POUR EN FINIR AVEC LE WARRENBALL
LE VAINQUEUR SERA EN MARCHE VERS LE GRAND CHELEM. CE GALLES - ANGLETERRE SERA LE DERNIER DE WARREN GATLAND, GOUROU DU RUGBY GALLOIS, PARFOIS CARICATURÉ VIA LA NOTION DE « WARRENBALL ». UN TORT.
Le Galles - Angleterre 2019 fait figure de finale avant la lettre. Si l’Angleterre l’emporte, le grand chelem lui tend les bras avec les réceptions de l’Italie puis de l’Écosse. Si c’est le pays de Galles, le carton plein ne sera pas probable, mais très possible. Il faudra quand même aller en Écosse et recevoir l’Irlande. En plus, Warren Gatland va jouer pour la dernière fois face à l’Angleterre dans le Tournoi et il espère boucler la boucle car il a cité sa première victoire de 2008 comme l’un de ses meilleurs souvenirs : victoire 26-16 après avoir été mené de dix points à la pause. Il démarra ainsi son bail magnifique avec les Gallois, mais il est parfois énervé par l’étiquette qu’on lui a collée, celle du « Warrenball », une expression forgée par Brian Smith, ex-entraîneur des trois quarts anglais et des London Irish en 2013. L’expression qualifiait un style basé sur un rugby « boum boum ». « Je ne sais toujours pas ce que ça veut dire. C’est vrai que c’était une période où sont arrivés des trois-quarts puissants comme Jamie Roberts, Jonathan Davies, George North, Alex Cuthbert, et c’est vrai, je les ai utilisés efficacement. » C’est vrai, l’une des premières décisions de Warren Gatland et de Shaun Edwards fut de faire de Roberts un premier centre car, on l’a oublié, le ex-futur joueur du Racing a démarré en sélection comme arrière-ailier. Il n’avait plus joué avec le numéro 12 depuis l’école. Cette décision fut fondamentale : « Je suis devenu un joueur de milieu de terrain et j’ai adoré ça. On ne peut pas jouer au rugby sur les talons, il faut avancer. Oui, on avait l’autorisation d’enfoncer les portes trois ou quatre fois. Mais toutes les équipes font ça finalement. Regardez ce qu’a fait l’Angleterre contre la France : trois percussions et si ça avance, on fait un renversement. »

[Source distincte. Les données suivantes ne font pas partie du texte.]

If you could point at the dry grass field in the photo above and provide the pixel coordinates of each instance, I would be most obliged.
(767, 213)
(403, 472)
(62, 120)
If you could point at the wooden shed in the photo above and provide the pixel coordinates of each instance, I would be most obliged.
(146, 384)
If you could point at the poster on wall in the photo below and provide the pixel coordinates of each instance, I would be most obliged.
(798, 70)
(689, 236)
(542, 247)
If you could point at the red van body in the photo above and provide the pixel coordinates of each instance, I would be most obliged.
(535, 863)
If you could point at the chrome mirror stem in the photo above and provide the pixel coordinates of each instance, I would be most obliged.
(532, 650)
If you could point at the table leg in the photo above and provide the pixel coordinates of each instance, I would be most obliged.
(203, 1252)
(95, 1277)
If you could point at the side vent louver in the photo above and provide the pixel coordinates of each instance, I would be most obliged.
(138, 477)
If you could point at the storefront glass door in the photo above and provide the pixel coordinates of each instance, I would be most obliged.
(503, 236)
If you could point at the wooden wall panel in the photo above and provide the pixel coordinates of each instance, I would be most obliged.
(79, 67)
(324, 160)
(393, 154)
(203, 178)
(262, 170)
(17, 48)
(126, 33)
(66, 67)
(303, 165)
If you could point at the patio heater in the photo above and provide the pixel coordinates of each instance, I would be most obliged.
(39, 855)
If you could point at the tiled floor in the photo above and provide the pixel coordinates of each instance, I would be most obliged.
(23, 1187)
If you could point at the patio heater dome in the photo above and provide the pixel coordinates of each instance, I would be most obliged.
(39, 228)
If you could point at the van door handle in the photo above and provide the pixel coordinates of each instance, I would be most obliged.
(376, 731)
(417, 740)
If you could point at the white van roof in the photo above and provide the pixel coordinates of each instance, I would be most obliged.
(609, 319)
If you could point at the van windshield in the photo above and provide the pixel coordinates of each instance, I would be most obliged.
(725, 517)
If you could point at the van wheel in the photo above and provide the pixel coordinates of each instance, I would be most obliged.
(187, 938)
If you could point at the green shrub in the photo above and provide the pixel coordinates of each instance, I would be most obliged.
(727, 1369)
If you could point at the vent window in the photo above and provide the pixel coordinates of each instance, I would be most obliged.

Mais Sam Warburton a reconnu que le plan de jeu initial avait trouvé ses limites : « Ce que les gens ont critiqué et que les coachs ont compris, c’est que nous allions trop souvent dans le même sens, jusqu’à faire une passe de plus ou de trop dans le couloir des cinq mètres. On le faisait parce qu’on estimait qu’il y aurait forcément un centre en train de défendre et qu’il suffisait alors de repiquer au centre via une ou deux phases et percer là où ce centre aurait dû être. » En clair, l’objectif était d’étirer les défenses sur la largeur. Mais les bataillons adverses ont réussi à contrer cette, stratégie.
LE TOURNANT DE 2016
En 2016, Gatland et son staff décidèrent de changer de plan de jeu. Ça se passa lors de la tournée 2016 en Nouvelle-Zélande et ce fut un échec (trois défaites à zéro en test plus une déculottée face aux Chiefs). « Oui, on avait un nouveau plan, mais on n’a pas su l’utiliser. Et c’est vrai, on a persisté dans l’ancien schéma… » reconnaît Sam Warburton. À l’automne suivant, le staff gallois arrêta de titulariser Jamie Roberts. Choix crucial. Il fut soudain question pour Howley de faire jouer un « passeur » en premier centre, comme le ferait l’été suivant Gatland avec les Lions (SextonFarrell).
Les Gallois ont donc essayé de changer de style en cherchant à trouver des intervalles plus en finesse. Gatland et Howley ont essayé Owen Williams, puis Scott Williams et en ce moment le NéoZélandais naturalisé Hadleigh Parkes (Owen Watkin vient aussi de surgir dans ce style). North est resté, mais des ailiers plus fins comme Josh Adams, Hallam Amos, Steff Evans sont arrivés ; sans compter Liam Williams, prototype de l’attaquant d’espace. Gatland et ses adjoints ont donc un long parcours gallois derrière eux, il est moins monolithique qu’on le dit. Quelques rumeurs bruissaient dans les coulisses du cap d’entraînement des Gallois. Et si c’était les Anglais qui avaient raison dans leur utilisation si efficace du jeu au pied ? Pour contourner le mur adverse, Gatland a réfléchi à deux ou trois trucs assez proches de ce que font les Scarlets en Ligue celte (chip and chase ou kick and chase).
Il a aussi pensé à la bataille aérienne avec des spécialistes comme Liam Williams et George North. Le gourou gallois n’a pas qu’une seule corde à son arc.